# Using Worm Rattles to Overcome Bad Water Clarity



## 1pescadoloco (Dec 2, 2011)

With all the rain we have had, the water clarity is a bit merky. If an area where murky water & clearer water can be found, that is usually a good area to find fish.

When the water is murky everywhere, do you all think a worm rattle placed inside a soft jerk bait increases strikes? 

What is your favorite method for hiding the rattle inside a soft jerk bait?

Notice I did not ask where I should stick it:whistling:


----------



## tips n tails (Mar 2, 2011)

Yes I use rattles sometimes helps as a attractant. bass key in on them very well. Havnt used them on trout or reds but Im sure the same concept would apply


----------



## 1pescadoloco (Dec 2, 2011)

Must not be a hot topic :lol: :001_unsure:
:sleep1:
:sleep1:


----------



## oxbeast1210 (Jun 21, 2010)

Where can I find worm rattles locally ?. Seems like they would make a big difference when fish can't see .


----------



## Wharf Rat (Sep 27, 2007)

Did you figure out how to use these rattles by yourself? If not, you may have stolen the idea from someone(maybe a charter captain) and it would therefore be unethical to then utilize this method on your own.


----------



## 1pescadoloco (Dec 2, 2011)

oxbeast1210 said:


> Where can I find worm rattles locally ?. Seems like they would make a big difference when fish can't see .

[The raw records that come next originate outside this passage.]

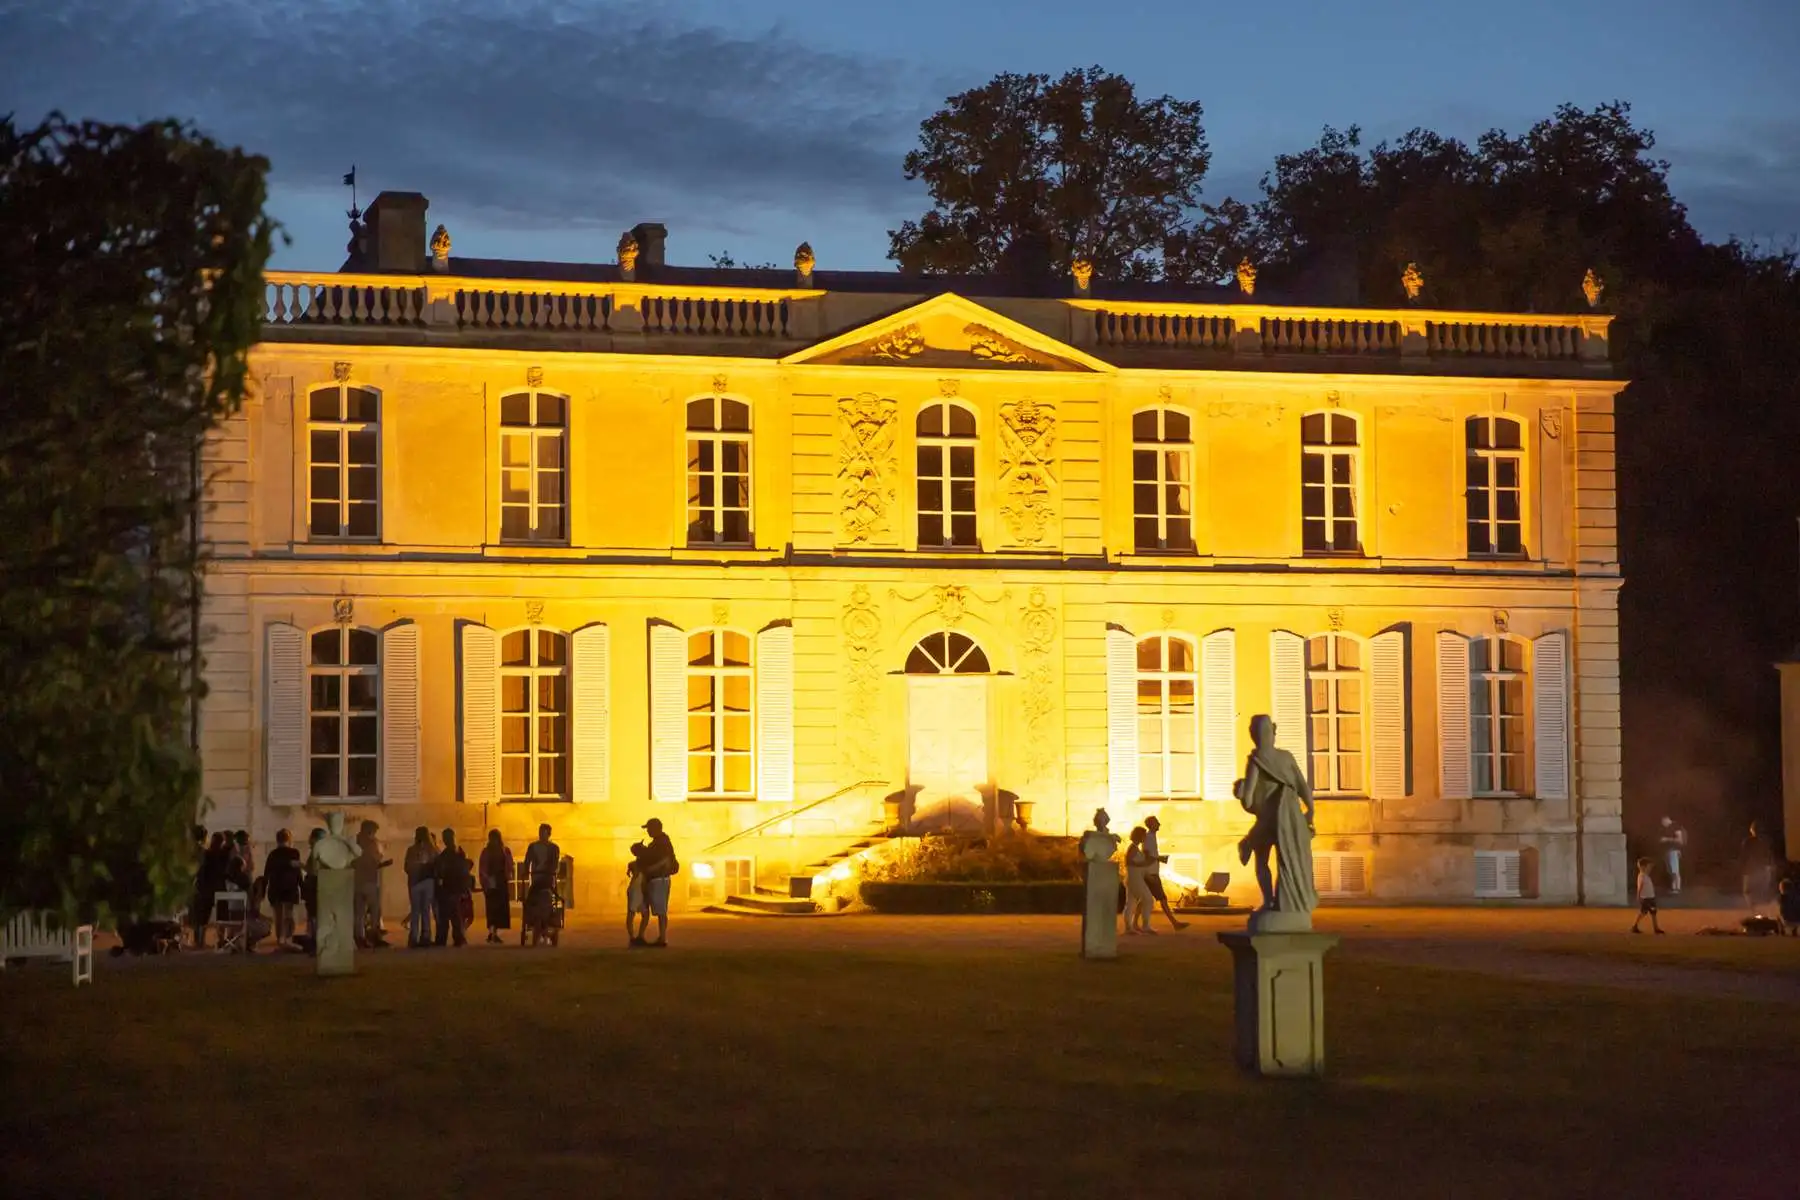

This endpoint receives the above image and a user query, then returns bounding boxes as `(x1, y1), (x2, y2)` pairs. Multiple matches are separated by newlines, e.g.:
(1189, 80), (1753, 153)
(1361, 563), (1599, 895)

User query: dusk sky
(3, 0), (1796, 273)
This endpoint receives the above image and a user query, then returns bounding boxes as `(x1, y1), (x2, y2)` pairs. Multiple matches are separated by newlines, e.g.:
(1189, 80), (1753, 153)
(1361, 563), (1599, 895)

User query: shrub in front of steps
(859, 880), (1085, 915)
(862, 830), (1082, 885)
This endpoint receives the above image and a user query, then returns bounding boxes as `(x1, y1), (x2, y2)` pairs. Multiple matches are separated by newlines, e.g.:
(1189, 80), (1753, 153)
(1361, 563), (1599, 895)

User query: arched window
(687, 629), (754, 795)
(1131, 408), (1193, 552)
(309, 626), (379, 799)
(904, 631), (991, 674)
(687, 397), (752, 546)
(1467, 415), (1524, 556)
(1306, 633), (1363, 795)
(500, 390), (567, 542)
(1301, 411), (1360, 553)
(1136, 633), (1199, 798)
(501, 628), (568, 799)
(307, 384), (379, 539)
(917, 401), (977, 549)
(1471, 635), (1526, 795)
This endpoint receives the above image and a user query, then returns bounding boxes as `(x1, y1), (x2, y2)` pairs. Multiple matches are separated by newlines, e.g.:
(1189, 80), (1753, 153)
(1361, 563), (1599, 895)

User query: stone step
(724, 892), (818, 916)
(705, 898), (835, 918)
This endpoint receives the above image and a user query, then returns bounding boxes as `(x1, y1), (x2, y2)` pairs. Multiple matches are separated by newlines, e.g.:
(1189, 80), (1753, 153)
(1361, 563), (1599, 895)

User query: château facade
(198, 190), (1629, 910)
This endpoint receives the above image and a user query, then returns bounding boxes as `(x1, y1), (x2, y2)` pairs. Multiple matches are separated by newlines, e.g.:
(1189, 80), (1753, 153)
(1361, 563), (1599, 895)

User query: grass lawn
(1520, 933), (1800, 978)
(3, 944), (1795, 1198)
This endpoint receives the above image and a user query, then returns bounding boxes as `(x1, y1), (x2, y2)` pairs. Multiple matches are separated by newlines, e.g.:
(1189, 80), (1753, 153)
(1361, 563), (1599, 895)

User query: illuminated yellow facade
(199, 197), (1627, 909)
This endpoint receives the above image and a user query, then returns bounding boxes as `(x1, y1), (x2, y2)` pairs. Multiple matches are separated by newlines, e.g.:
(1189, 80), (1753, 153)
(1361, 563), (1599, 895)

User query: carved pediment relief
(785, 294), (1108, 373)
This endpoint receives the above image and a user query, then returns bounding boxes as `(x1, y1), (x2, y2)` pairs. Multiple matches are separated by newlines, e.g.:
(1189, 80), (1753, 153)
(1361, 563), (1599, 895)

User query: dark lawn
(2, 944), (1795, 1198)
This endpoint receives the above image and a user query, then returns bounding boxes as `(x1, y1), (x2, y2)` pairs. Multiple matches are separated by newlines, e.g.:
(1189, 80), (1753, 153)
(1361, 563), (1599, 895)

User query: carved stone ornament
(617, 231), (640, 271)
(1157, 384), (1173, 402)
(1324, 390), (1342, 408)
(840, 585), (883, 776)
(869, 323), (926, 361)
(1070, 257), (1094, 291)
(964, 323), (1035, 364)
(333, 361), (352, 383)
(1401, 262), (1424, 301)
(794, 242), (816, 275)
(1540, 409), (1563, 440)
(526, 366), (544, 389)
(1493, 609), (1510, 634)
(524, 599), (544, 625)
(1235, 257), (1257, 296)
(332, 597), (354, 625)
(999, 396), (1057, 545)
(1327, 607), (1345, 631)
(712, 374), (728, 394)
(935, 584), (969, 628)
(837, 393), (899, 544)
(429, 224), (451, 260)
(712, 602), (730, 627)
(938, 378), (960, 398)
(1160, 608), (1177, 630)
(1019, 588), (1058, 783)
(1582, 268), (1604, 309)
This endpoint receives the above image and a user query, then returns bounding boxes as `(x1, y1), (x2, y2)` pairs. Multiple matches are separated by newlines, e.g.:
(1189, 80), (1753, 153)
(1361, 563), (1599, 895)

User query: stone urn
(883, 797), (904, 832)
(1014, 800), (1037, 829)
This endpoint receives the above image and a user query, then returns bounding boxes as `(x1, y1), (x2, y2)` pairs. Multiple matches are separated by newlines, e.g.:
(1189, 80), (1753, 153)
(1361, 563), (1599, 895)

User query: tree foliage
(0, 115), (274, 921)
(888, 66), (1211, 283)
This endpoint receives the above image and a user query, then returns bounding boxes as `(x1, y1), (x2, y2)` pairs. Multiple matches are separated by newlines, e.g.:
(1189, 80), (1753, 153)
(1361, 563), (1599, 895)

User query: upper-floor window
(1471, 635), (1526, 795)
(1136, 633), (1200, 799)
(686, 397), (752, 546)
(917, 401), (977, 549)
(1132, 408), (1194, 552)
(307, 385), (379, 539)
(1306, 633), (1363, 795)
(687, 628), (753, 796)
(309, 625), (379, 799)
(500, 391), (567, 542)
(1467, 416), (1524, 557)
(501, 628), (567, 799)
(1301, 411), (1360, 553)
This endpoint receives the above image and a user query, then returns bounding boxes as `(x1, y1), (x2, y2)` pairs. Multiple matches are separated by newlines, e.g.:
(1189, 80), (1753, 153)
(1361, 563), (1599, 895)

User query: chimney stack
(630, 221), (668, 271)
(360, 191), (430, 273)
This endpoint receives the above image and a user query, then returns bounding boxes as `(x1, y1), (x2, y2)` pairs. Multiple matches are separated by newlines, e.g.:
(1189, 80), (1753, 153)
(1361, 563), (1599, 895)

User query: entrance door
(907, 676), (989, 832)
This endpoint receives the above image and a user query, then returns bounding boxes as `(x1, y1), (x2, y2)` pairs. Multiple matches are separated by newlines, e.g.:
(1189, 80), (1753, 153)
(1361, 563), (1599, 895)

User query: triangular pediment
(782, 293), (1111, 372)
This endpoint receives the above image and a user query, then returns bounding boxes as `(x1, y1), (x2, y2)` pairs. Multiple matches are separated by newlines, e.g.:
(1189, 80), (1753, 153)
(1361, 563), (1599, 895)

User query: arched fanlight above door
(904, 631), (991, 675)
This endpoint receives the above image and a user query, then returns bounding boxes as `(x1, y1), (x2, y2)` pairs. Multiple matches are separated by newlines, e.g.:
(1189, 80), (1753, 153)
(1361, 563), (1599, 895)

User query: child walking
(1631, 856), (1664, 934)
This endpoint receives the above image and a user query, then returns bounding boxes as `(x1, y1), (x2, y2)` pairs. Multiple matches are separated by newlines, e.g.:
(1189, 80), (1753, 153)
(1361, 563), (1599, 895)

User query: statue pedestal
(1217, 930), (1339, 1077)
(1080, 861), (1119, 960)
(316, 868), (357, 977)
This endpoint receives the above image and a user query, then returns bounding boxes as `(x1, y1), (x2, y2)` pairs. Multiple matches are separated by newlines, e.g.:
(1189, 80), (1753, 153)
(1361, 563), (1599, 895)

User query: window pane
(1332, 487), (1356, 518)
(949, 445), (975, 476)
(346, 674), (378, 712)
(1495, 458), (1519, 489)
(1498, 526), (1523, 555)
(503, 757), (530, 796)
(720, 441), (749, 473)
(1301, 413), (1325, 444)
(1339, 678), (1362, 713)
(919, 480), (944, 512)
(538, 757), (566, 797)
(949, 478), (975, 511)
(344, 388), (378, 422)
(918, 445), (942, 476)
(721, 510), (750, 544)
(1497, 491), (1520, 521)
(347, 465), (378, 502)
(538, 674), (566, 713)
(309, 390), (341, 422)
(538, 632), (567, 667)
(502, 631), (531, 666)
(1132, 450), (1156, 486)
(1134, 516), (1159, 550)
(501, 434), (531, 469)
(947, 406), (976, 437)
(346, 429), (377, 466)
(722, 632), (750, 666)
(310, 714), (340, 753)
(310, 430), (340, 466)
(1501, 639), (1525, 672)
(719, 400), (750, 432)
(1302, 488), (1325, 519)
(310, 629), (341, 666)
(1165, 412), (1190, 441)
(1331, 414), (1357, 444)
(1338, 755), (1362, 793)
(918, 514), (942, 546)
(1133, 482), (1158, 518)
(346, 629), (378, 664)
(538, 714), (566, 753)
(501, 676), (529, 714)
(538, 435), (564, 469)
(724, 755), (752, 794)
(1132, 410), (1159, 440)
(501, 509), (531, 540)
(1337, 638), (1359, 671)
(310, 758), (339, 798)
(346, 503), (377, 538)
(537, 508), (564, 541)
(1467, 490), (1490, 520)
(723, 675), (751, 711)
(686, 398), (715, 432)
(501, 393), (531, 425)
(723, 714), (752, 753)
(536, 394), (564, 427)
(917, 405), (943, 437)
(950, 514), (977, 546)
(1302, 453), (1324, 484)
(502, 714), (529, 753)
(1167, 638), (1193, 672)
(309, 503), (341, 539)
(1467, 419), (1490, 450)
(1303, 520), (1327, 552)
(1136, 639), (1162, 671)
(310, 675), (341, 712)
(1494, 419), (1521, 450)
(347, 715), (378, 754)
(1330, 455), (1353, 485)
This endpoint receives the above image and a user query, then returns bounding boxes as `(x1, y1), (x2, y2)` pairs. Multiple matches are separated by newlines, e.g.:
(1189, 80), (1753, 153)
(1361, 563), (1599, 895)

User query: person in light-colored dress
(1124, 826), (1157, 936)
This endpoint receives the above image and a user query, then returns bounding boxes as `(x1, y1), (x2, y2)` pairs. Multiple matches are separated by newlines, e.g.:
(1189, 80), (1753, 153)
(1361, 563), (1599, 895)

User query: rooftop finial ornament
(617, 231), (640, 280)
(794, 241), (815, 286)
(1582, 268), (1604, 309)
(1070, 256), (1094, 296)
(1235, 257), (1257, 297)
(429, 224), (451, 272)
(1401, 261), (1424, 301)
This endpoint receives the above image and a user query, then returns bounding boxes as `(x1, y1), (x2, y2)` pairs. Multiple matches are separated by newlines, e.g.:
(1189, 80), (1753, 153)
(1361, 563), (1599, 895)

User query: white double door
(906, 676), (991, 832)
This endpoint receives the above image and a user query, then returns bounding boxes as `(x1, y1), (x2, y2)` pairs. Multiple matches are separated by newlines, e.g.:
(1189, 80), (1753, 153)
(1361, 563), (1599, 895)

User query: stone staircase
(704, 820), (892, 918)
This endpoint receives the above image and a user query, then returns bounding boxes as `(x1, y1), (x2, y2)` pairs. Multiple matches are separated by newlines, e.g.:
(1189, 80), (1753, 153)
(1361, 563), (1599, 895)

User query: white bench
(0, 911), (94, 986)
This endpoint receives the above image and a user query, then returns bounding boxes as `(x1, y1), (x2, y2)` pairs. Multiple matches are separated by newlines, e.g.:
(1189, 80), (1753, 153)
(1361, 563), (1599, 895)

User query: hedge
(859, 881), (1085, 915)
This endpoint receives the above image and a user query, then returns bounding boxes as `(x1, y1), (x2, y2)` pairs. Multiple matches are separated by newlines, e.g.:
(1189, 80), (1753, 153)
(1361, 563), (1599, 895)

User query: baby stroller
(520, 857), (574, 948)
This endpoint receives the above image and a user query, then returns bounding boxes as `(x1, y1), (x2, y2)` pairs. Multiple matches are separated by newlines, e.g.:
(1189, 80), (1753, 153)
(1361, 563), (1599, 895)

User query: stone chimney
(630, 221), (668, 270)
(360, 191), (430, 272)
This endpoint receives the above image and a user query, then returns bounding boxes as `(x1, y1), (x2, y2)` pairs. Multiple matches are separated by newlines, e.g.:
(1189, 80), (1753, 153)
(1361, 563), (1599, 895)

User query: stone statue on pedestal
(1078, 808), (1123, 959)
(1235, 714), (1317, 932)
(312, 812), (361, 976)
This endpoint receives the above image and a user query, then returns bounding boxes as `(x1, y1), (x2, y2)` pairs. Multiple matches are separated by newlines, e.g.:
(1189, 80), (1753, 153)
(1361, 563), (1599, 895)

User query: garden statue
(1235, 714), (1317, 931)
(1078, 808), (1123, 959)
(312, 811), (361, 976)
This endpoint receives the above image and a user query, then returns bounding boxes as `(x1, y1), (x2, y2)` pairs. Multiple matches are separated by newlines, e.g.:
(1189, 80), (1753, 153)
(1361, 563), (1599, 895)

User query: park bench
(0, 911), (94, 986)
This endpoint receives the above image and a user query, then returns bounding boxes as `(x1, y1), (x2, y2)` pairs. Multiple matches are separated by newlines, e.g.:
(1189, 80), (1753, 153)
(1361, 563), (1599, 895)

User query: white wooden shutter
(1105, 625), (1139, 805)
(381, 622), (420, 803)
(1202, 628), (1237, 800)
(756, 623), (795, 804)
(1313, 854), (1337, 897)
(1370, 628), (1407, 799)
(1533, 630), (1570, 801)
(1436, 631), (1472, 800)
(571, 623), (611, 803)
(649, 621), (687, 803)
(265, 622), (306, 806)
(1268, 630), (1307, 765)
(459, 623), (499, 804)
(1338, 853), (1369, 896)
(1475, 849), (1521, 898)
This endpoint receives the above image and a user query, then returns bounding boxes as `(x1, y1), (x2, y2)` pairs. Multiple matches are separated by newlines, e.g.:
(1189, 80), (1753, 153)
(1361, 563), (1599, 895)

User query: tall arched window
(1136, 633), (1199, 798)
(500, 390), (567, 542)
(1132, 408), (1193, 552)
(687, 629), (754, 795)
(307, 384), (380, 539)
(1466, 415), (1524, 556)
(500, 628), (568, 799)
(904, 631), (991, 674)
(1471, 635), (1526, 795)
(309, 626), (379, 799)
(917, 401), (977, 549)
(1306, 633), (1363, 795)
(686, 397), (752, 546)
(1301, 411), (1360, 553)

Pace Walmart has some small ones. You really have to look to find them. I have not tried using them on soft baits like Gulp but have used hard plastics with rattles for years. 

Specks & reds seem to tear up the hard plastics with rattles.


----------



## 1pescadoloco (Dec 2, 2011)

Wharf Rat said:


> Did you figure out how to use these rattles by yourself? If not, you may have stolen the idea from someone(maybe a charter captain) and it would therefore be unethical to then utilize this method on your own.


 
fftopic:


----------



## oxbeast1210 (Jun 21, 2010)

Yeah u love using hard plastics with rattles . I think gulp fall apart to easy to use on em but I will try them on my other soft plastics


----------



## capttreyfry (Feb 28, 2012)

Popping cork and pro cure.


----------



## knowphish (Apr 26, 2010)

Check these out!!! www.rockportrattler.com-- From personal experience!!!


----------



## knowphish (Apr 26, 2010)

Wharf Rat said:


> Did you figure out how to use these rattles by yourself? If not, you may have stolen the idea from someone(maybe a charter captain) and it would therefore be unethical to then utilize this method on your own.


.....and therefore you must pay the Gatekeeper!!


----------



## 1pescadoloco (Dec 2, 2011)

knowphish said:


> Check these out!!! www.rockportrattler.com-- From personal experience!!!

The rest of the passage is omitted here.